Although the song contains sexual boasting, its repetition of "I'm a man, I spell M, A child, N" was understood as political. Waters had recently left the South for Chicago. "Growing up in the South, Black Americans [would] never be referred to as a man – but as 'boy'. In this context, the song [is] an assertion of black manhood."

== Recordings and releases ==
Waters recorded the song in Chicago on May 24, 1955. It is his only recording between January 1953 and June 1957 that did not feature Little Walter on harmonica (who was on tour supporting his then-number one hit "My Babe" and thus unavailable for the recording session) and is one of few studio recordings with Junior Wells. Also accompanying Muddy Waters are Jimmy Rogers on guitar, Fred Below on drums, and an unidentified female chorus.

Waters recorded several versions of "Mannish Boy" during his career. In 1968, he recorded it for the Electric Mud album in Marshall Chess' attempt to attract the rock market. After he left Chess, he recorded it for the 1977 Hard Again album which was produced by Johnny Winter. A live version with Winter appears on Muddy "Mississippi" Waters – Live (1979). Waters also performed it at the Band's farewell concert The Last Waltz, and the performance is included in the documentary film of the concert as well as on the film's soundtrack of the same title.
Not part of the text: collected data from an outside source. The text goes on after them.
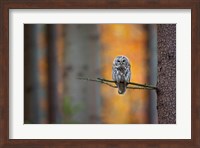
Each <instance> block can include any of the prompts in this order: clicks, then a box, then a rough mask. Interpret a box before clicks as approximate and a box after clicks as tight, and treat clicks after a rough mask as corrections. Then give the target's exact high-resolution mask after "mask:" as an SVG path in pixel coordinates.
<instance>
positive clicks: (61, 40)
mask: <svg viewBox="0 0 200 148" xmlns="http://www.w3.org/2000/svg"><path fill="white" fill-rule="evenodd" d="M118 55H125V56H127V57H128V58H129V60H130V62H131V71H132V77H131V81H132V82H136V83H141V84H144V83H148V84H152V85H156V81H157V26H156V25H153V24H152V25H147V24H146V25H144V24H143V25H140V24H68V25H64V24H48V25H45V24H25V25H24V123H25V124H46V123H54V124H69V123H71V124H77V123H79V124H96V123H101V124H104V123H111V124H114V123H117V124H130V123H131V124H148V123H151V124H153V123H157V109H156V94H155V91H149V90H133V89H127V91H126V93H125V94H124V95H119V94H118V92H117V89H114V88H112V87H109V86H107V85H104V84H100V83H96V82H91V81H84V80H78V79H77V77H85V78H94V79H95V78H98V77H101V78H105V79H110V80H112V62H113V60H114V58H115V57H116V56H118Z"/></svg>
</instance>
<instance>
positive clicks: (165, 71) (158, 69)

== Charts and recognition ==
The song reached number five during a stay of six weeks in the Billboard R&B chart. The song was Muddy Waters' only chart appearance on the UK Singles Chart, peaking at number 51 in 1988.
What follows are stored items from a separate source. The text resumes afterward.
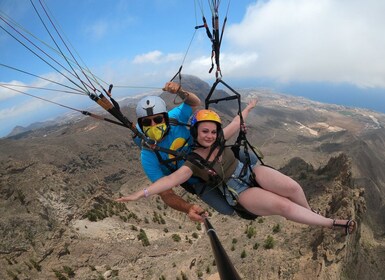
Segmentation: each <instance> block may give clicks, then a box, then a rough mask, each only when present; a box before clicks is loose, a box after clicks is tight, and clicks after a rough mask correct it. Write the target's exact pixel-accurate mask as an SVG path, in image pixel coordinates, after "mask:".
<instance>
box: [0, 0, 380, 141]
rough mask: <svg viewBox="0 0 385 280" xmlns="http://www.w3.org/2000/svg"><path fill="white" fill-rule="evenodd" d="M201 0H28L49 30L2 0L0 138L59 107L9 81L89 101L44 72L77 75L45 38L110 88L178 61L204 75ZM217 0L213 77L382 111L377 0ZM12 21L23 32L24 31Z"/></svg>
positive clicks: (159, 88)
mask: <svg viewBox="0 0 385 280" xmlns="http://www.w3.org/2000/svg"><path fill="white" fill-rule="evenodd" d="M208 2H210V1H204V0H195V1H194V0H183V1H181V0H146V1H143V0H110V1H102V0H82V1H78V0H67V1H57V0H44V1H43V0H41V2H40V1H38V0H32V3H33V4H34V5H35V8H36V9H37V10H39V12H40V15H41V16H42V17H43V18H44V20H43V21H44V23H45V24H46V26H49V27H48V29H49V30H50V32H51V35H50V33H48V32H47V31H46V29H45V26H44V25H43V24H42V22H41V21H40V20H39V17H38V15H37V13H36V12H35V10H34V6H33V5H32V4H31V1H29V0H17V1H14V0H0V27H2V28H1V29H0V85H2V86H0V137H3V136H5V135H7V134H8V133H9V132H10V131H11V130H12V129H13V127H15V126H16V125H21V126H27V125H29V124H30V123H33V122H36V121H44V120H47V119H50V118H54V117H56V116H58V115H60V114H63V113H65V112H68V110H67V109H64V108H62V107H60V106H58V105H55V104H50V103H48V102H46V101H43V100H39V99H36V98H32V97H30V96H26V95H25V94H21V93H19V92H17V91H15V89H16V90H19V91H23V92H25V93H28V94H34V95H37V96H39V97H42V98H45V99H48V100H50V101H53V102H58V103H60V104H64V105H66V106H70V107H74V108H76V109H80V110H83V109H86V108H89V107H91V106H93V105H94V103H93V101H92V100H90V99H89V98H88V96H87V95H79V94H73V93H70V92H58V91H54V90H53V89H61V90H64V91H71V92H72V91H73V90H72V89H68V88H65V87H63V86H59V85H57V84H55V83H53V82H52V81H55V82H57V83H60V84H63V85H67V86H71V88H72V87H73V85H72V84H73V81H75V83H76V84H79V80H76V77H72V76H70V74H65V76H64V75H63V73H66V72H65V70H64V69H65V68H66V69H68V68H69V66H68V64H66V61H65V60H64V59H63V58H62V56H61V55H60V54H59V53H57V52H54V51H52V49H57V48H56V46H55V42H56V44H58V45H59V47H60V48H61V49H62V50H64V53H65V55H66V56H67V57H70V53H69V52H68V51H67V49H66V48H67V47H68V48H69V49H70V50H71V53H72V54H73V55H74V57H75V58H76V60H77V61H78V62H79V63H80V64H81V65H82V66H83V67H84V66H87V68H88V69H89V70H90V72H91V73H93V74H94V75H95V76H97V77H98V78H99V79H101V80H103V83H105V84H103V85H104V86H107V87H108V84H113V85H114V88H113V95H114V96H115V97H116V98H117V99H119V98H123V97H125V96H130V95H133V94H137V93H143V92H148V91H154V92H155V91H156V92H160V89H161V88H162V87H163V85H164V83H165V82H167V81H168V80H170V79H171V78H172V77H173V76H174V74H175V73H176V72H177V71H178V69H179V67H180V66H181V65H183V69H182V74H191V75H196V76H198V77H199V78H201V79H203V80H205V81H207V82H209V83H212V82H214V81H215V75H214V73H208V70H209V68H210V67H211V59H210V56H211V43H210V41H209V39H208V37H207V36H206V33H205V30H204V29H203V28H201V29H195V28H194V27H195V26H196V25H201V24H202V12H203V15H204V16H205V17H206V18H207V20H208V23H209V24H211V12H210V9H209V4H208ZM219 2H220V3H221V5H220V7H219V19H220V27H221V28H222V27H223V20H224V18H225V16H226V14H227V18H228V20H227V24H226V27H225V30H224V35H223V40H222V45H221V56H220V62H221V70H222V75H223V77H222V78H223V80H224V81H226V82H227V83H228V84H230V85H231V86H232V87H233V88H236V89H242V88H253V87H254V88H269V89H272V90H274V91H277V92H282V93H285V94H293V95H300V96H304V97H307V98H311V99H314V100H318V101H321V102H326V103H335V104H341V105H346V106H354V107H365V108H369V109H372V110H376V111H380V112H385V65H384V63H383V61H384V58H385V36H383V30H384V28H385V17H383V14H384V12H385V1H382V0H365V1H362V0H338V1H337V0H321V1H320V0H270V1H268V0H264V1H256V0H253V1H252V0H232V1H230V2H229V1H228V0H222V1H219ZM40 3H43V5H44V7H45V8H46V10H47V11H48V14H49V15H50V18H49V19H47V18H46V17H44V15H45V14H44V10H42V8H41V4H40ZM228 7H229V8H228ZM50 20H51V21H52V22H54V24H55V28H56V29H57V30H58V31H59V34H60V36H61V37H62V38H64V41H65V42H66V44H63V43H62V42H61V40H60V37H58V35H57V34H56V33H55V32H54V29H53V28H52V26H50V24H49V23H50ZM6 22H7V23H9V24H10V25H11V26H10V25H8V24H7V23H6ZM13 28H16V30H23V31H22V32H26V33H23V34H28V35H24V36H25V37H27V38H29V40H25V38H24V37H22V36H20V35H19V34H18V33H17V32H16V31H15V30H14V29H13ZM210 29H211V26H210ZM7 32H9V33H11V34H13V35H14V36H15V37H17V38H19V40H20V41H22V42H24V45H25V46H24V45H23V44H22V43H20V42H18V41H17V40H15V39H14V38H13V37H12V36H11V35H10V34H8V33H7ZM31 34H32V35H31ZM52 34H53V35H52ZM51 36H53V37H54V38H55V41H53V40H52V39H51ZM35 38H37V39H35ZM32 42H33V43H32ZM190 42H191V43H190ZM34 44H35V45H36V46H38V48H36V47H35V46H34ZM26 46H27V47H28V48H30V49H31V50H33V51H34V52H35V53H37V54H39V56H40V57H38V56H37V55H35V54H34V53H33V52H32V51H30V50H28V49H27V47H26ZM47 46H48V47H47ZM39 48H40V49H43V50H44V52H41V51H40V49H39ZM51 58H53V60H52V59H51ZM43 59H44V60H45V61H46V62H45V61H43ZM47 62H48V63H49V64H47ZM56 62H59V64H58V63H56ZM15 69H18V70H15ZM20 70H22V71H24V72H21V71H20ZM25 72H28V73H31V74H33V75H30V74H26V73H25ZM60 73H62V74H60ZM82 79H83V81H84V77H82ZM69 80H72V82H71V81H69ZM10 85H18V87H15V86H10ZM20 85H21V86H32V87H38V89H36V88H35V89H34V88H26V87H20ZM9 88H12V89H14V90H11V89H9Z"/></svg>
In 1986, Muddy Waters' original "Mannish Boy" was inducted into the Blues Hall of Fame "Classics of Blues Recordings" category. It was also included in the Rock and Roll Hall of Fame's list of the "500 Songs that Shaped Rock and Roll". "Mannish Boy" is ranked number 425 in Rolling Stone magazine's list of the "500 Greatest Songs of All Time". The early David Bowie band, the Mannish Boys, took its name from the song, as did the blues band the Mannish Boys.